Cuda-kernels for low-bit optimizers | GPU MODE | Page 1

fiery spire Sep 17, 2024, 4:27 PM

#

Implement (and extend) the low-bit optimizers from torchao with cuda kernels.
The current, python-based implementation nicely separates the optimization algorithm from the underlying data format that is to be used for optimizer states. This is something that should be carried over in the CUDA implementation, i.e., instead of writing an 8-bit Adam kernel, write one Adam kernel template that can be instantiated with different param and optim state dtypes.
In addition to the features currently available, the low-bit optimizer should also help support training when not only the optimizer states are low-bit, but also the parameters. This implies that it should support [https://arxiv.org/abs/2010.06192](stochastic rounding and/or error compensation) for the weight updates.
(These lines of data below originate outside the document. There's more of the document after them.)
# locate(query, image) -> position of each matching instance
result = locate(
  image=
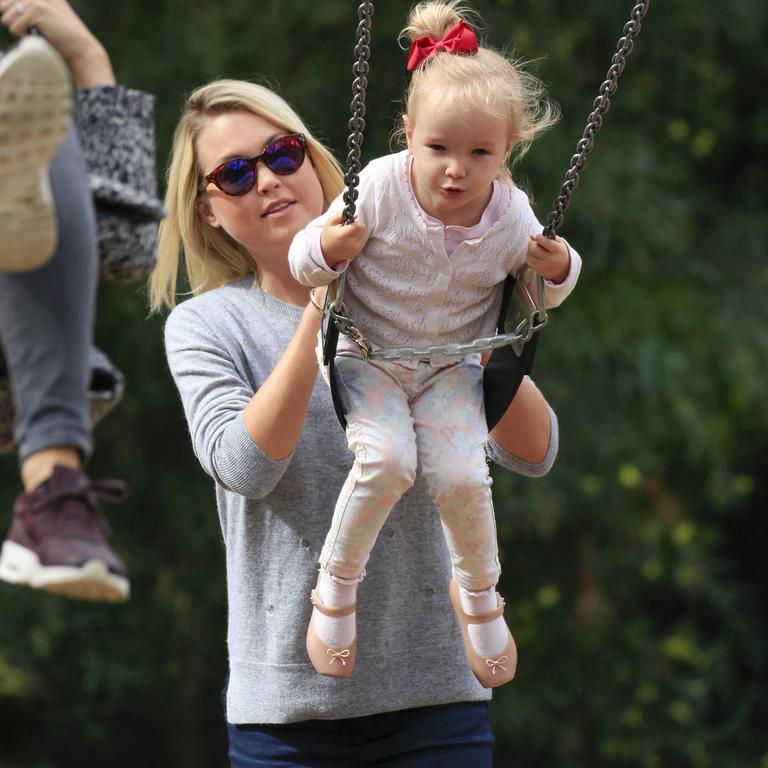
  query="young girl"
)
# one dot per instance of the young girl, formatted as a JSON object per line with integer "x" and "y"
{"x": 241, "y": 350}
{"x": 439, "y": 228}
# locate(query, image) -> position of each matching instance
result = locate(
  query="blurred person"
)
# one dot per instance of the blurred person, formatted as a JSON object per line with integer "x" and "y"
{"x": 59, "y": 153}
{"x": 262, "y": 424}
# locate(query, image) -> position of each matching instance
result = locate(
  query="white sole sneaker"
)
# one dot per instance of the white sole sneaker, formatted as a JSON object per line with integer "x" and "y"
{"x": 90, "y": 581}
{"x": 35, "y": 116}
Stretch goals include efficiently handling multiple tensors in a single kernel call, and using CUDA's just-in-time compilation to potentially avoid having to compile the combinatorical explosion of possible low-bit adam kernels.

ancient tapir Sep 21, 2024, 9:13 PM

#

bubbling this to the top for myself

ancient tapir Sep 25, 2024, 1:04 PM

#

@fiery spire Gonna see if I can match torchao FP8 quantization today (where I left off)

GitHub

ao/phil/test.py at 2976ff61a752342fdc77068c295eff8162fe91f7 · phili...

torchao: PyTorch Architecture Optimization (AO). A repository to host AO techniques and performant kernels that work with PyTorch. - philipbutler/ao

ancient tapir Sep 26, 2024, 7:04 PM

#

@fiery spire So I should use unsigned char for these? and figure out a way to do float arithmetic with them?

fiery spire Sep 26, 2024, 9:28 PM

#

I think you can just use the cuda built in float-8 type?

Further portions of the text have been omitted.